Dalam momen keunggulan tersebut, saya sama sekali tidak merasa over confident dan menganggap sudah menang. Sampai akhirpun saya masih merasa tegang.

Saya masih merasa lawan memiliki kesempatan. Kalau saya sampai kalah di set kedua, dari sisi psikologis, efeknya akan terkena pada saya.

Kalau atlet set pertama menang lalu set kedua hampir menang dan kemudian kalah, biasanya dari sisi psikologis sang atlet tersebut tidak akan bisa menjalankan set ketiga dengan baik. Yang sering saya dengar seperti itu. Apalagi saya tidak punya pengalaman.

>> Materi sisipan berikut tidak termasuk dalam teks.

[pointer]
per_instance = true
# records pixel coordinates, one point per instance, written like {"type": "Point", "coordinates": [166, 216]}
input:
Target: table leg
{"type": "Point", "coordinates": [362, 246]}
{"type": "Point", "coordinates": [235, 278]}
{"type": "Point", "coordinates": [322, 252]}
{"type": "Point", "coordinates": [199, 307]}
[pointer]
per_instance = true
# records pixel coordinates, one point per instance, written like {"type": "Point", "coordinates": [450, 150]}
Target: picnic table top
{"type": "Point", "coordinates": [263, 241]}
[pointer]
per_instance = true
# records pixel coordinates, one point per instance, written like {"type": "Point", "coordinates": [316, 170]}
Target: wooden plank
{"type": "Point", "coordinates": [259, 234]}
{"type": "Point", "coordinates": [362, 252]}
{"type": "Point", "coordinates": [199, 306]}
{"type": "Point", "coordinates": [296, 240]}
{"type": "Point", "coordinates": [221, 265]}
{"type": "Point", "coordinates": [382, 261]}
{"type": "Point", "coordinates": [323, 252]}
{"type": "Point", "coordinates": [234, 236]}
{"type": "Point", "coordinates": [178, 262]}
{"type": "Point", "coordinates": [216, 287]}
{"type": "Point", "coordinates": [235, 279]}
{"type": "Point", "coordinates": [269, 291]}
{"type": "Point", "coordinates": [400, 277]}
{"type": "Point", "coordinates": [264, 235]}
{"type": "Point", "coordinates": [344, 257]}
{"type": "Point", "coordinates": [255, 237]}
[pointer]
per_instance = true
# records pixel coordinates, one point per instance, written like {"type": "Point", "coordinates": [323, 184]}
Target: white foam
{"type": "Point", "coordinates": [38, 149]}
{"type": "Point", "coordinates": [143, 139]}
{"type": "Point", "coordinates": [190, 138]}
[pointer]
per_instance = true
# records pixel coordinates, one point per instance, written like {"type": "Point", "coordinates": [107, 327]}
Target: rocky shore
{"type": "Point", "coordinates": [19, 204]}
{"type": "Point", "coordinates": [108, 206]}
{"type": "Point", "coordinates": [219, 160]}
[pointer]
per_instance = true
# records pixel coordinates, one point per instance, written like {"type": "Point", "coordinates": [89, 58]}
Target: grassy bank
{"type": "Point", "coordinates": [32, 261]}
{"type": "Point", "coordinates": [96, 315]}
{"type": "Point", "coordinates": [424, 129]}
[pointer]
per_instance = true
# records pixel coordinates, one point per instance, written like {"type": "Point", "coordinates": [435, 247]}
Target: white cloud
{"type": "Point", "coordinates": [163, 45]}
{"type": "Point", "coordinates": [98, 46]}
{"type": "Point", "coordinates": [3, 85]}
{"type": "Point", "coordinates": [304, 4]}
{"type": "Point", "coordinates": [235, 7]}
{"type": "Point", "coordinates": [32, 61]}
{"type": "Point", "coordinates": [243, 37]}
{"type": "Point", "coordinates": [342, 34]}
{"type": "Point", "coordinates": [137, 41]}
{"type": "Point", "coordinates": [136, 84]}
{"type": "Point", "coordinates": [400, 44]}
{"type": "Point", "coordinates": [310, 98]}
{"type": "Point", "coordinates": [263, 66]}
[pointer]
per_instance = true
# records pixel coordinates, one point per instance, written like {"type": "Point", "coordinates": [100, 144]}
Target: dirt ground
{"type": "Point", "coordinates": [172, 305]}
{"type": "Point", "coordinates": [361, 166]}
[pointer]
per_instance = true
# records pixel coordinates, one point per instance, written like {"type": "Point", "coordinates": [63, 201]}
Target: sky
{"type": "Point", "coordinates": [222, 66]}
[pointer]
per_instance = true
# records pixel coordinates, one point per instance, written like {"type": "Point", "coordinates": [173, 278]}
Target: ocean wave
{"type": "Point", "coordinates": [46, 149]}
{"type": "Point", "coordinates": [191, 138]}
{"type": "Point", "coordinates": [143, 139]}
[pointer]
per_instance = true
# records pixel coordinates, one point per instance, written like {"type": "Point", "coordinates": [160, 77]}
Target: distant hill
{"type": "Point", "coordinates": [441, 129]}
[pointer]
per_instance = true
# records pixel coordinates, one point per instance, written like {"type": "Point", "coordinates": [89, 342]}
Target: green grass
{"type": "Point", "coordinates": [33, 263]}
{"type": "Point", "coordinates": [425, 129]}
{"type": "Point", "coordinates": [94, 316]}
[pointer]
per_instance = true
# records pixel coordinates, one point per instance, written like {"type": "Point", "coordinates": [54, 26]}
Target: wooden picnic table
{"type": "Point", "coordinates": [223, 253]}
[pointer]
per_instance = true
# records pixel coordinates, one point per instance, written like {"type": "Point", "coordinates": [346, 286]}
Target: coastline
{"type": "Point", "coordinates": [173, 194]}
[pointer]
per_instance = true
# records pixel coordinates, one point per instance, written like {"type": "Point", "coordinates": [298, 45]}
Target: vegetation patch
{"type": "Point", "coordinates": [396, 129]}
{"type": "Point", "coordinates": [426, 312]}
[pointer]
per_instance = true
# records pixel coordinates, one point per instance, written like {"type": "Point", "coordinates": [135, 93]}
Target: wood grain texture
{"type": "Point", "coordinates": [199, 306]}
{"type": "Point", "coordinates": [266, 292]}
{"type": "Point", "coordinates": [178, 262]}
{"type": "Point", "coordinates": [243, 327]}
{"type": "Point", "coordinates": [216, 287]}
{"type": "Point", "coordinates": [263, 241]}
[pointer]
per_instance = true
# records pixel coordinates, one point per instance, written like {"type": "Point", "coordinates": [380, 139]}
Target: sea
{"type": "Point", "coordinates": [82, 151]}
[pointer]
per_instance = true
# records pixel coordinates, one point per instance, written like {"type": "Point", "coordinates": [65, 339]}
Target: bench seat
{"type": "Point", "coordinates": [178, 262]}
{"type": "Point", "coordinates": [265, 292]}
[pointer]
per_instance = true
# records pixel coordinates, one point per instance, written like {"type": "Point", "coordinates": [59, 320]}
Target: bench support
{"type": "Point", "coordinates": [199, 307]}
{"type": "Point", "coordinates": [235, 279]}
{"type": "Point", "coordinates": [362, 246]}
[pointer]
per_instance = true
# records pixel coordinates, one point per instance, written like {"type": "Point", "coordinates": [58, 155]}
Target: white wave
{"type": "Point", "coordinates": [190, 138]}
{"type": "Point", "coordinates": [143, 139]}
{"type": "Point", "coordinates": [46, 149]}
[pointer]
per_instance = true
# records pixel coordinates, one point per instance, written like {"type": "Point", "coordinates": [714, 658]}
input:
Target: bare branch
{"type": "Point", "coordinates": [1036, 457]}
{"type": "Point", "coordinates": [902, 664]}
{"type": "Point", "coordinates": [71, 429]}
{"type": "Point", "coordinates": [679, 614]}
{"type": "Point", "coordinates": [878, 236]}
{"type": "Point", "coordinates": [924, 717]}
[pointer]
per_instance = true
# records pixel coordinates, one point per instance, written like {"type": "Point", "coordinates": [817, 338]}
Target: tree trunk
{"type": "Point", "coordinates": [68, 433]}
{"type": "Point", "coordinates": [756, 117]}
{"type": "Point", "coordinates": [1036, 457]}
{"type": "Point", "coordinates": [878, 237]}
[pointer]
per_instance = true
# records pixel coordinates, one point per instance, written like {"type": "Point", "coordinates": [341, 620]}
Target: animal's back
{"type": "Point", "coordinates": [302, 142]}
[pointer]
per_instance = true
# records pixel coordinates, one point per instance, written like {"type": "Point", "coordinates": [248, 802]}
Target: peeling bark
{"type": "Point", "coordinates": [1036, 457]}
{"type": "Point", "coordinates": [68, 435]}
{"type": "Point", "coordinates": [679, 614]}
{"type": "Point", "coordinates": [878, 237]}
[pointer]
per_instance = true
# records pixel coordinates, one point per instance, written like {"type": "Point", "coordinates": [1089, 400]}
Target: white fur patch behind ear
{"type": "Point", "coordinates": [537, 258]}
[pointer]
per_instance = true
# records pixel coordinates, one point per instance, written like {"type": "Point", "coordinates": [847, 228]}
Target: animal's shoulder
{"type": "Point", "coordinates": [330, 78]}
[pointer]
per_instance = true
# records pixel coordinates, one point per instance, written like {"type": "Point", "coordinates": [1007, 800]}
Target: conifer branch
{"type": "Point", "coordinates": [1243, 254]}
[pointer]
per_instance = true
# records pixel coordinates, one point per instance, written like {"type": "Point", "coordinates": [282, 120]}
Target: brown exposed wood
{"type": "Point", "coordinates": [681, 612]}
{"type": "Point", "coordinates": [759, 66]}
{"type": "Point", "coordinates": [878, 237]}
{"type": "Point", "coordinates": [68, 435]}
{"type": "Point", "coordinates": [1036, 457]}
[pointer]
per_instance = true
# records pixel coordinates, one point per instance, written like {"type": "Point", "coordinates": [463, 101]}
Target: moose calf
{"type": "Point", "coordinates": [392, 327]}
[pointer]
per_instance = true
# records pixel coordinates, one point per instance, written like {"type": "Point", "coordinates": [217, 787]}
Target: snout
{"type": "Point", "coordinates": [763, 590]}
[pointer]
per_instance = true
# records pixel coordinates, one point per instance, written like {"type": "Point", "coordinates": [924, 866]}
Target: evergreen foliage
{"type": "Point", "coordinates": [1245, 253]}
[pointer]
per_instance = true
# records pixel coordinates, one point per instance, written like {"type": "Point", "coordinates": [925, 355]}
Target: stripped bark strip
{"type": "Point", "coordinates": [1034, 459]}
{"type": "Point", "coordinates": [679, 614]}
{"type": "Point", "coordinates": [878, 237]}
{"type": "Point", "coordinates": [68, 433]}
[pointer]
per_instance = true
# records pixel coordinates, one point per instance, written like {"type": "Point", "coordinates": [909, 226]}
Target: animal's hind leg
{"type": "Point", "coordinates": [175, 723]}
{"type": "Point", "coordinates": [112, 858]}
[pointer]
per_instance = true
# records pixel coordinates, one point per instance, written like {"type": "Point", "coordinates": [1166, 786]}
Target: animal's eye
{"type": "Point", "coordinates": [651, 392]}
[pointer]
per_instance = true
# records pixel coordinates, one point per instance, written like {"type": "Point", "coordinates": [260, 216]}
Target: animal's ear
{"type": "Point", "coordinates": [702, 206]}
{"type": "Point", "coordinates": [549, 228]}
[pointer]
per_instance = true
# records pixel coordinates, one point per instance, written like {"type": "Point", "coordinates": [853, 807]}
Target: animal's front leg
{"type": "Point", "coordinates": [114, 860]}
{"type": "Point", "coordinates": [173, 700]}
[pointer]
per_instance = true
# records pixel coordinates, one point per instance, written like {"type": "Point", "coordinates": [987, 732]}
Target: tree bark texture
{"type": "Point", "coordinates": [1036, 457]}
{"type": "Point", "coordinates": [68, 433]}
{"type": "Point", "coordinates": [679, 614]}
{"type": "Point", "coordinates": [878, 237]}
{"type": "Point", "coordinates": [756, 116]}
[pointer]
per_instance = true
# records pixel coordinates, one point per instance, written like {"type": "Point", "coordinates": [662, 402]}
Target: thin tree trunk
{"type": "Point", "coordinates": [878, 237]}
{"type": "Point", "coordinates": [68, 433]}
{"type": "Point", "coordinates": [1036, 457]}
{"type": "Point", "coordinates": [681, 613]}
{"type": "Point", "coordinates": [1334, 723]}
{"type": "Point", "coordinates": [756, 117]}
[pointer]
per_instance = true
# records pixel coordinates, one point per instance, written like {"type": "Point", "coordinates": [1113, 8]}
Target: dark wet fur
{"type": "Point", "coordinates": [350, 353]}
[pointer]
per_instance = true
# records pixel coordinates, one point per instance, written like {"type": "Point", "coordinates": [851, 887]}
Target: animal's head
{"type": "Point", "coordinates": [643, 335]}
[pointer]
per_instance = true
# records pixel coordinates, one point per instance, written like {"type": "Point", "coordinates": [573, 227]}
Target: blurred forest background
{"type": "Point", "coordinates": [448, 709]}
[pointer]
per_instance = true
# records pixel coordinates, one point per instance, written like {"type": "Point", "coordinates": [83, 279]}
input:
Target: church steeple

Tetapi saya yakin bahwa di lapangan tidak selalu semua logika bisa keluar. Tidak selalu yang terpikir bisa terjadi. Walaupun down, saya harus bisa bangkit di set ketiga. Semua harus saya kerahkan di lapangan.

Indonesian badminton player Mia Audina serves to Kim Ji Hyun of South Korea during the Uber Cup finals in Hong Kong 23 May. Audina lead Indonesian teams into the 25 May grand finals against China's teams by winning 11-6, 11-12, 11-4.                        AFP PHOTO   Thomas CHENG (Photo by TOMMY CHENG / AFP)Mia Audina menunjukkan bakat besar sejak masih balita. (AFP/TOMMY CHENG)

Saat memulai set ketiga, saya tidak mendengar apa-apa dari penonton. Suara teriakan kencang tidak terdengar oleh saya, begitu juga celetukan-celetukan. Saya coba untuk kembali fokus.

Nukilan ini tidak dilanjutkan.